The commonplace words somehow broke down her self-control. She sent away her maid, put out the glaring electric light, and sat crouched over the fire, in the darkness, thinking her heart out. Once she sprang up suddenly, her hands at her breast—"Oh Mark, Mark—I'm coming back to you, Mark,—I'm coming back—I'm free!"—in an ecstasy.
But only to feel herself the next moment, quenched—coerced—her happiness dashed from her. If she gave herself to Mark, her knowledge, her suspicions, her practical certainty must go with the gift. She could not keep from him her growing belief that Monk Lawrence was vitally threatened, and that Gertrude, in spite of audacious denials, was still madly bent upon the plot. And to tell him would mean instant action on his part: arrest—prison—perhaps death—for this woman she had adored, whom she still loved with a sore, disillusioned tenderness. She could not tell him!—and therefore she could not engage herself to him. Had Gertrude realised that?—counted upon it?
No. She must work in other ways—through Mr. Lathrop—through various members of the "Daughters" Executive who were personally known to her. Gertrude must be restrained—somehow—by those who still had influence with her.
The loneliness of that hour sank deep into Delia's soul. Never had she felt herself so motherless, so forlorn. Her passion for this elder woman during three years of fast-developing youth had divided her from all her natural friends. As for her relations, her father's sister, Elizabeth Blanchflower, a selfish, eccentric old maid, had just acknowledged her existence in two chilly notes since she returned to England; while Lord Frederick, Winnington's co-executor, had in the same period written her one letter of half-scolding, half-patronising advice, and sent a present of game to Maumsey. Since then she understood he had been pursuing his enemy the gout from "cure" to "cure," and "Mr. Mark" certainly had done all the executor's work that had not been mere formality.

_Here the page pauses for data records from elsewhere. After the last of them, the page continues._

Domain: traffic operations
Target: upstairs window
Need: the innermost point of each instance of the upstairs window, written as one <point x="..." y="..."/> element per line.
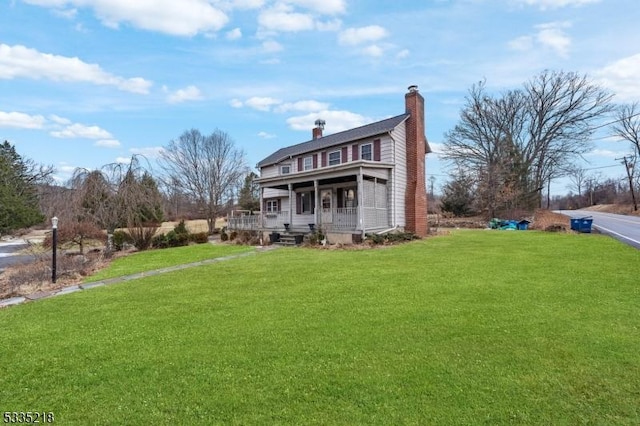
<point x="272" y="206"/>
<point x="334" y="158"/>
<point x="366" y="152"/>
<point x="308" y="163"/>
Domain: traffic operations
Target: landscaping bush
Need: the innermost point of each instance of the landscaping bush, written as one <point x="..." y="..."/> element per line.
<point x="159" y="241"/>
<point x="392" y="238"/>
<point x="199" y="238"/>
<point x="120" y="239"/>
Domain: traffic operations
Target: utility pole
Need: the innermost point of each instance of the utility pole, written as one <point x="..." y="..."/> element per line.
<point x="629" y="168"/>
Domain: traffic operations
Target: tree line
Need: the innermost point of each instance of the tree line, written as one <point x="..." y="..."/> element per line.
<point x="200" y="176"/>
<point x="508" y="147"/>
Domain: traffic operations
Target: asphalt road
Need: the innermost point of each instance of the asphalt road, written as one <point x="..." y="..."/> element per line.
<point x="8" y="256"/>
<point x="620" y="227"/>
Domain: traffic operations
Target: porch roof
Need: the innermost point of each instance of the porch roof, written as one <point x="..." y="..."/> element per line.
<point x="352" y="135"/>
<point x="346" y="169"/>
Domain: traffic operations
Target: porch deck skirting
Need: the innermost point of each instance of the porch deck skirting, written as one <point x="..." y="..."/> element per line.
<point x="336" y="220"/>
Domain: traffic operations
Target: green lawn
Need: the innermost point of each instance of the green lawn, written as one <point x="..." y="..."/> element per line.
<point x="480" y="327"/>
<point x="157" y="259"/>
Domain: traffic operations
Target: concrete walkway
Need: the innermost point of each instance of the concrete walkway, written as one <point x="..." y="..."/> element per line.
<point x="72" y="289"/>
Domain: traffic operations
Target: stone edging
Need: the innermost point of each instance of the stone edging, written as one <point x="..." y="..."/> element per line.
<point x="78" y="287"/>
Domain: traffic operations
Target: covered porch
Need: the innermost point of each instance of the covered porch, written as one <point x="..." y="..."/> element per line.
<point x="350" y="200"/>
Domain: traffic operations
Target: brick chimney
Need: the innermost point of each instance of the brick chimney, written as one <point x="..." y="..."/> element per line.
<point x="416" y="192"/>
<point x="317" y="131"/>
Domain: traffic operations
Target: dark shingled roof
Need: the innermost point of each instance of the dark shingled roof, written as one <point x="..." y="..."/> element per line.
<point x="373" y="129"/>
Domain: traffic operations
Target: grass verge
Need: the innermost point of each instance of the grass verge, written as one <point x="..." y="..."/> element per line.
<point x="156" y="259"/>
<point x="476" y="327"/>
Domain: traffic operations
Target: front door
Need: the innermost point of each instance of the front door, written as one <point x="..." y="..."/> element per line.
<point x="326" y="196"/>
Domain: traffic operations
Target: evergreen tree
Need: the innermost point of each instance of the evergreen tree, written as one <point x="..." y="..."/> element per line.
<point x="18" y="191"/>
<point x="249" y="198"/>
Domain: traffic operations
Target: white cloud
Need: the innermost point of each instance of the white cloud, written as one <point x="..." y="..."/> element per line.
<point x="524" y="43"/>
<point x="59" y="120"/>
<point x="336" y="121"/>
<point x="19" y="120"/>
<point x="327" y="7"/>
<point x="108" y="143"/>
<point x="234" y="34"/>
<point x="282" y="18"/>
<point x="148" y="152"/>
<point x="556" y="4"/>
<point x="621" y="77"/>
<point x="190" y="93"/>
<point x="77" y="130"/>
<point x="403" y="54"/>
<point x="550" y="36"/>
<point x="183" y="18"/>
<point x="265" y="135"/>
<point x="22" y="62"/>
<point x="271" y="46"/>
<point x="236" y="103"/>
<point x="374" y="51"/>
<point x="262" y="103"/>
<point x="304" y="106"/>
<point x="333" y="25"/>
<point x="357" y="36"/>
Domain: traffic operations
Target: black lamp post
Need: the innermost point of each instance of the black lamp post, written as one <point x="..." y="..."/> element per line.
<point x="54" y="237"/>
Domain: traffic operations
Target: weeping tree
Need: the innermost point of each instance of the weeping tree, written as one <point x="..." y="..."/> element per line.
<point x="20" y="179"/>
<point x="517" y="141"/>
<point x="117" y="196"/>
<point x="208" y="168"/>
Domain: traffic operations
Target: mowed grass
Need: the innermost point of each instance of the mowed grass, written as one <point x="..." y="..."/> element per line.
<point x="474" y="328"/>
<point x="157" y="259"/>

She had no friends, no one who cared for her!—except Winnington—her chilled heart glowed to the name!—Lady Tonbridge, and poor Weston. Among the Daughters she had acquaintances, but no intimates. Gertrude had absorbed her; she had lived for Gertrude and Gertrude's ideas.

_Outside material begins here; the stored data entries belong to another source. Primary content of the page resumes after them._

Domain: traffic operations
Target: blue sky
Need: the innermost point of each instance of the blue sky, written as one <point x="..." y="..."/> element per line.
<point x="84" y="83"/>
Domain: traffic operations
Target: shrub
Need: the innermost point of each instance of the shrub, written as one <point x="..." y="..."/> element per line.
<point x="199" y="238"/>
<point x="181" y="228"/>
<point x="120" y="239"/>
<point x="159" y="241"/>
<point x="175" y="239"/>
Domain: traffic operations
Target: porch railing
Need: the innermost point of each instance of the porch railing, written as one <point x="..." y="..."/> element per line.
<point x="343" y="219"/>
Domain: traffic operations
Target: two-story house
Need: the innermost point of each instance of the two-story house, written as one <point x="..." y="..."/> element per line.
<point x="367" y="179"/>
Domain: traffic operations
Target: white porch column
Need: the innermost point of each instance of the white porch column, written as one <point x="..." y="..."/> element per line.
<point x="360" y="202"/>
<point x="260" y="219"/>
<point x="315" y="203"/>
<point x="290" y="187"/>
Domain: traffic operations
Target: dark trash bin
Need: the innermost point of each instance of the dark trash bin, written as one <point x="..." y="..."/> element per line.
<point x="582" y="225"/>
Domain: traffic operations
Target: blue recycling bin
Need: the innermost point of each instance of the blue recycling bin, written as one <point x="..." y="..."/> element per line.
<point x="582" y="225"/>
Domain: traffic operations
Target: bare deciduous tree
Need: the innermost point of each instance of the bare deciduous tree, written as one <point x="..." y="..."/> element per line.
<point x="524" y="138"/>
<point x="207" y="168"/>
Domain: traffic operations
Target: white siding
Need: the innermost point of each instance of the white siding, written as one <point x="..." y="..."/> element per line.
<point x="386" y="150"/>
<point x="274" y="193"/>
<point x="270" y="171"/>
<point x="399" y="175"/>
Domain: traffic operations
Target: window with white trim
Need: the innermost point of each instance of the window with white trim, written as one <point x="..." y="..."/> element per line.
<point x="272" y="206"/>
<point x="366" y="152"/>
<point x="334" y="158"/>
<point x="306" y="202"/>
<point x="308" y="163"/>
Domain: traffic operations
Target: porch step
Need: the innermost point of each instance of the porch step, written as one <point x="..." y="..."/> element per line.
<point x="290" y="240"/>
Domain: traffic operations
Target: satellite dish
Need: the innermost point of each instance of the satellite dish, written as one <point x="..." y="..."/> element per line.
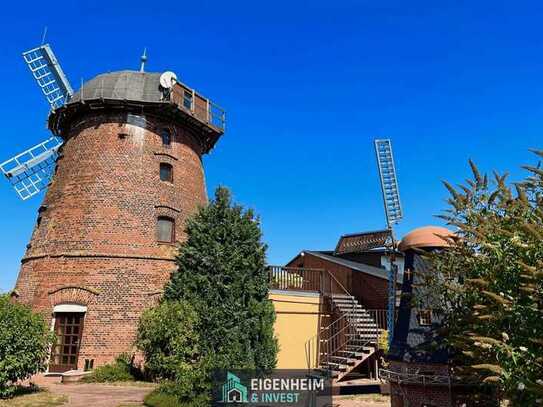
<point x="168" y="79"/>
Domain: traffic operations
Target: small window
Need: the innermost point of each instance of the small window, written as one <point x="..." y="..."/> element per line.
<point x="166" y="172"/>
<point x="166" y="136"/>
<point x="166" y="230"/>
<point x="425" y="317"/>
<point x="187" y="99"/>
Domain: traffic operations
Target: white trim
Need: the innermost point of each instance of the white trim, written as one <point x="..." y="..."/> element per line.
<point x="295" y="293"/>
<point x="69" y="308"/>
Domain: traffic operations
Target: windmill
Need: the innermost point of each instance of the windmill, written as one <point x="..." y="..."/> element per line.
<point x="393" y="212"/>
<point x="30" y="171"/>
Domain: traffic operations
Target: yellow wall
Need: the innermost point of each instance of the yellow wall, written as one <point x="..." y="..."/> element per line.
<point x="297" y="321"/>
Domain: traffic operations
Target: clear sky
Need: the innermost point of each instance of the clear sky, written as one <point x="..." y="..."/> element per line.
<point x="307" y="87"/>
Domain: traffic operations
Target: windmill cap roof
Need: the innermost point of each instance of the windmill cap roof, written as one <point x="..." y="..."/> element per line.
<point x="426" y="236"/>
<point x="121" y="85"/>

And now she was despised—cast out. She tried to revive in herself the old crusading flame—the hot unquestioning belief in Women's Rights and Women's Wrongs—the angry contempt for men as a race of coarse and hypocritical oppressors, which Gertrude had taught her. In vain. She sat there, with these altruistic loves and hates—premature, artificial things!—drooping away; conscious only, nakedly conscious, of the thirst for individual happiness, personal joy—ashamed of it too, in her bewildered youth!—not knowing that she was thereby best serving her sex and her race in the fore-ordained ways of destiny. And the wickedness of men? But to have watched a good man, day by day, had changed all the values of the human scene. Her time would come again—with fuller knowledge—for bitter loathing of the tyrannies of sex and lust. But this, in the natural order, was her hour for hope—for faith. As the night grew deeper, the tides of both rose and rose within her—washing her at last from the shores of Desolation. She was going home. Winnington would be there—her friend. Somehow, she would save Gertrude. Somehow—surely—she would find herself in Mark's arms again. She went to sleep with a face all tears, but whether for joy or sorrow, she could hardly have told.

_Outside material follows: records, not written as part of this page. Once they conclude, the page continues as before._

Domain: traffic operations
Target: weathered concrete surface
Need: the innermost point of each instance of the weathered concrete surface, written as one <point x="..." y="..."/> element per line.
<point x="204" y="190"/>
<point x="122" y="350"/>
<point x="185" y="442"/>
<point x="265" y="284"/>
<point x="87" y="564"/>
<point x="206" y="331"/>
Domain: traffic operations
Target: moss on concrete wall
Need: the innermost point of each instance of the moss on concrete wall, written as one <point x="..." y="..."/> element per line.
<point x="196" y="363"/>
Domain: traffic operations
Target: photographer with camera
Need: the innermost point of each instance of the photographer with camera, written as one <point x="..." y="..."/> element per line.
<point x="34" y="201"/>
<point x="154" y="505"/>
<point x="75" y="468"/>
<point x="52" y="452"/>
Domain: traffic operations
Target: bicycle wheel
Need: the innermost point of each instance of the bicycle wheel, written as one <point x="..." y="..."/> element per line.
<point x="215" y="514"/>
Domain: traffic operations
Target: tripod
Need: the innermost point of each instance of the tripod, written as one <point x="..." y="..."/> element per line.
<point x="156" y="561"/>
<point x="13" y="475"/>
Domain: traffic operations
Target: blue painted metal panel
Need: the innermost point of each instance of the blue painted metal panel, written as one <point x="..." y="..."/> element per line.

Next morning Marion arrived early, and carried Gertrude off to Victoria, en route for Brighton. Gertrude and Delia kissed each other, and said Good-bye, without visible emotion.
"Of course I shall come down to plague you in the summer," said Gertrude, and Delia laughed assent—with Miss Andrews standing by. The girl went through a spasm of solitary weeping when Gertrude was finally gone; but she soon mastered it, and an hour later she herself was in the train.